Roman Catholic diocese in Poland

The Military Ordinariate of Poland (Ordynariat Polowy Wojska Polskiego) is a military ordinariate of the Roman Catholic Church. Immediately subject to the Holy See, it provides pastoral care to Roman Catholics serving in the Polish Armed Forces and their families.

== History ==
It was first established as a military vicariate on 5 February 1919, but was suspended in 1947. Following the fall of communist rule in 1989, a military ordinariate was established and the first military ordinary was appointed on 21 January 1991. The Episcopal seat is located at the Field Cathedral of the Polish Army (Katedra Polowa Wojska Polskiego) in Warsaw, Poland.

==Office holders==
===Military Vicariate===
- Stanisław Gall (appointed 5 February 1919 – resigned December 1931)
- Józef Gawlina (appointed 15 February 1933 – resigned 1947)
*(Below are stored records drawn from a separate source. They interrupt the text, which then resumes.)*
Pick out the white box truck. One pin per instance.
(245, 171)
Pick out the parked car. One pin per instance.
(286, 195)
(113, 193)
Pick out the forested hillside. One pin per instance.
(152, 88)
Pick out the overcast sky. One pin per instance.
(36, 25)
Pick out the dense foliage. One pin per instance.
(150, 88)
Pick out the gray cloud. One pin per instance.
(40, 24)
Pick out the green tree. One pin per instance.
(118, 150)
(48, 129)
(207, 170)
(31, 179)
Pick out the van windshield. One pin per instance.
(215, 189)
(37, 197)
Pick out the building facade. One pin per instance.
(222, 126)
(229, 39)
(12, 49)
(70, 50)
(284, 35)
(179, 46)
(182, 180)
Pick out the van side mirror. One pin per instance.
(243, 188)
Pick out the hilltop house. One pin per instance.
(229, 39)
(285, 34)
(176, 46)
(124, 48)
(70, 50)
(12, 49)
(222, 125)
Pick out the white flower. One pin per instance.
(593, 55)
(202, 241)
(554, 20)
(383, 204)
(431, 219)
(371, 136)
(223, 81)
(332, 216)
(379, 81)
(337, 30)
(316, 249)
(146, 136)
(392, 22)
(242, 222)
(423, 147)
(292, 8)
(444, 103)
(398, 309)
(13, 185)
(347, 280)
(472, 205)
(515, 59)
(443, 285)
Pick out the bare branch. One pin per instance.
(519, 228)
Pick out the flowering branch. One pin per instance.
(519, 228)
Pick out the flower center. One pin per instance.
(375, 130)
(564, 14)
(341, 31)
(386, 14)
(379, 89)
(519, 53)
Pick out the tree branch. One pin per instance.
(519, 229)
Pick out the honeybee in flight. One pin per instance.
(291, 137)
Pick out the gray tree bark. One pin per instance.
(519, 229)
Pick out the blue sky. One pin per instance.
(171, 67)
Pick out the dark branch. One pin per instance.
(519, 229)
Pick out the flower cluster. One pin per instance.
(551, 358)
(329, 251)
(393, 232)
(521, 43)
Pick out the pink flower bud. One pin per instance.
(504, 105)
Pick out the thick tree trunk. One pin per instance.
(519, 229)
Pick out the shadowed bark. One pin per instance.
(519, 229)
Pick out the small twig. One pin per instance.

===Military Ordinariate===
- Sławoj Leszek Głódź (appointed 21 January 1991 – translated to the Diocese of Warszawa-Praga 26 August 2004)
  - given the personal title of archbishop on 17 July 2002
- Tadeusz Płoski (appointed 16 October 2004 – killed in a plane crash 10 April 2010)
- Józef Guzdek (appointed 6 December 2010 – 16 July 2021); formerly an Auxiliary Bishop of the Archdiocese of Krakow
- Wiesław Lechowicz (15 January 2022 – present)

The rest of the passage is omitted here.